Don't Dress for Dinner

Jacqueline (portrayed by Nicole Galyean) is caught between her lover Robert (portrayed by Matthew Michael) and husband Bernard (portrayed by Dan Overton) in a tangled web of lies in the farce 'Don't Dress for Dinner' opening Friday at the Evergreen Playhouse.

At first glance, “Don’t Dress For Dinner” appears to be a story about a marriage falling apart.

Dave Marsh, directing a production of the farce, which opens Friday at Centralia’s Evergreen Playhouse, said he actually sees it as a story about love. 

“Reading through this script the first time, it gives a humorous take on infidelity and how it can go horribly wrong but as I delve into it, there’s more to it than that,” Marsh said.

Don't Dress for Dinner

With the cook Suzette (portrayed by Andrea Gordon) mistaken for her, Bernard's (portrayed by Dan Overton) lover Suzanne (portrayed by Brittany Wilcox) must pose as the cook in order for Bernard's charade to continue while his best friend Robert (portrayed by Matthew Michael) must go along with the ruse with Bernard's wife and Robert's lover Jackqueline (portrayed by Nicole Galyean) in 'Don't Dress for Dinner' at the Evergreen Playhouse.

Set in 1960s at a posh, remodeled French country home, “Don’t Dress for Dinner” tells the story of a married couple Bernard (portrayed by Dan Overton) and Jacqueline (portrayed by Nicole Galyean) who have both taken lovers and are attempting to keep their clandestine relationships a secret.
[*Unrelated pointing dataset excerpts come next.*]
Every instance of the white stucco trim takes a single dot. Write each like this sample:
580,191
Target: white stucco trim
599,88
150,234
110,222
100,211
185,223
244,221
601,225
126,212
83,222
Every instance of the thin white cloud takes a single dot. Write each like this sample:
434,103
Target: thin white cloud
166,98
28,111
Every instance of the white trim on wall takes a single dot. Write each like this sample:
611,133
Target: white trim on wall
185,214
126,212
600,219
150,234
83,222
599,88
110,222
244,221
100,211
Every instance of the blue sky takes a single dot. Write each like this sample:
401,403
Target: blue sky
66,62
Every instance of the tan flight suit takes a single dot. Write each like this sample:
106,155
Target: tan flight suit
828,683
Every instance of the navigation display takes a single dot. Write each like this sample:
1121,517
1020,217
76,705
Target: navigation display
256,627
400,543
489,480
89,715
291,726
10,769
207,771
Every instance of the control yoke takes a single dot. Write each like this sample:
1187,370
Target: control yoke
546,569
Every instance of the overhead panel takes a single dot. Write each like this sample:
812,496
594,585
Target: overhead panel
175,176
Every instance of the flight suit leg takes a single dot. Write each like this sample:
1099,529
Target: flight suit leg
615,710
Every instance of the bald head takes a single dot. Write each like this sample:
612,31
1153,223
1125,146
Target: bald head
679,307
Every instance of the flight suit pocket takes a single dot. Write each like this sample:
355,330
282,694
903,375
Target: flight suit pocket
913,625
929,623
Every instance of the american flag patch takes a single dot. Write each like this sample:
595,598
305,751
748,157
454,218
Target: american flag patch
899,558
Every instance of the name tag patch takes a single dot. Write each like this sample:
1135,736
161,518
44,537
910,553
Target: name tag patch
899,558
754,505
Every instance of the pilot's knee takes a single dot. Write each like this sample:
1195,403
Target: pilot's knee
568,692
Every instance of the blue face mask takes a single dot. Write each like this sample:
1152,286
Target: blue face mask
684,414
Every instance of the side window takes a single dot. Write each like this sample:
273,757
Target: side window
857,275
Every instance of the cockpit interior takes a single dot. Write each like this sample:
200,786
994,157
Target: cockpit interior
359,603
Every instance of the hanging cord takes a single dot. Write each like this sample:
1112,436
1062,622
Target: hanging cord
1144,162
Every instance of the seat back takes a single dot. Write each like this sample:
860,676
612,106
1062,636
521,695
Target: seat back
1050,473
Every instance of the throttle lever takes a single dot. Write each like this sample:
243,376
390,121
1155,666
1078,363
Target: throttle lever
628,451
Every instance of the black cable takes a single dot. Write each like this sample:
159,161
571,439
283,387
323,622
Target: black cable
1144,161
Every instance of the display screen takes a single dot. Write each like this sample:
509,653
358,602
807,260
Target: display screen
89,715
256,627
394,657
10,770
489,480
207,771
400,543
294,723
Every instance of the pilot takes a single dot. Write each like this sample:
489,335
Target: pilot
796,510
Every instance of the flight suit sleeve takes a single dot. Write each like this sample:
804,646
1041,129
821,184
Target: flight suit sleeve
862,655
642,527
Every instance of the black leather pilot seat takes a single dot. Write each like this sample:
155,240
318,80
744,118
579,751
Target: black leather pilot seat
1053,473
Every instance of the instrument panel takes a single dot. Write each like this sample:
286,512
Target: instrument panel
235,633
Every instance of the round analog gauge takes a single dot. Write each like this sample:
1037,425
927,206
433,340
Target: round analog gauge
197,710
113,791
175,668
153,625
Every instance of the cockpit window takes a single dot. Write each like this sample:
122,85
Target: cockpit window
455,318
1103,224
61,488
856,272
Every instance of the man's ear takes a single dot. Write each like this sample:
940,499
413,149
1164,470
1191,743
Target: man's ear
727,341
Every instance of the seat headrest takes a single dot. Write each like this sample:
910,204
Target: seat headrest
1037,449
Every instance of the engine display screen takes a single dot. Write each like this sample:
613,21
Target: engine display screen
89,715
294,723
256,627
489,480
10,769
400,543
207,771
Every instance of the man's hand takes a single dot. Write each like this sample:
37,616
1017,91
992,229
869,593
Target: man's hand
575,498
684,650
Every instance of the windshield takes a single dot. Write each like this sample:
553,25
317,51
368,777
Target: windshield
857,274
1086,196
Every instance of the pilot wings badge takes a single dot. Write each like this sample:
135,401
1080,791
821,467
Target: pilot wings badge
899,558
The suave (at least in his own mind) Bernard has invited his lover Suzanne (portrayed by Brittany Wilcox) to his house for the weekend thinking Jacqueline will be gone. But when plans change, he quickly scrambles to invite his best friend Robert (portrayed by Matthew Michael), planning to use him as an alibi. But what Bernard doesn’t know is that Robert is actually Jacqueline’s lover, so he knows both Bernard and Jacqueline’s secret.

“(Bernard) really believes that he can maintain control of the situation that is spiraling out of control,” Overton said. “It’s sort of like a reverse Jenga game. Every time he tried to fix something, he makes it more unstable.”

When the cook, Suzette, (portrayed by Andrea Gordon) gets mistaken for Suzanne everyone’s alibis get turned on their heads. Suzette’s husband George (portrayed by Kevin McManus) adds another layer of improvisation for Robert and Bernard as they struggle to explain everyone’s roles in the household and keep their own secrets from the wrong people.

“It’s kind of like Jerry Springer because you don’t know who is going to end up with who,” Galyean said. “I think the audience is going to start pulling for different characters and trying to predict how it’s going to come out in the end.”

Overton and Galyean previously portrayed a husband and wife team in “Blithe Spirit.” Overton said he was pleased to be acting with Galyean again, especially since this time his wife does not die. Overton said “Don’t Dress for Dinner” was the first script he has ever laughed out loud while reading through. But he added that it was his fellow cast members that really made him want to be part of the Evergreen Playhouse staging of the show.

Don't Dress for Dinner

Bernard (portrayed by Dan Overton) invites his best friend Robert (portrayed by Matthew Michael) to his home for the weekend, little suspecting that Robert is carrying on an affair with Bernard's wife, Jacqueline (portrayed by Nicole Galyean).

“As an actor I said ‘oh, this is going to be fun,’” Overton said. “And then I looked at who I get to act with and I said ‘this is going to be a lot of fun.’”

Marsh also said it is the work of the cast that make this production of “Don’t Dress for Dinner” a not-to-miss event. He last directed a cast of more than 20 in “Scrooge the Musical” during Christmas 2018. He said his main background is in musicals and going from musicals to a straight show and a cast of dozens to just six was an adjustment. But he said he feels he has a really strong cast and having fewer characters has allowed them more time for collaboration.

“We’ve had more time to talk about character development,” Marsh said.

“Don’t Dress for Dinner” is a dialogue-heavy show with sexual situations and innuendos, which Marsh said may not hold the attention or be appropriate for younger children.

“How I’ve explained it to a lot of people is that if it was on network television, it would probably run after 9 p.m.,” Marsh said.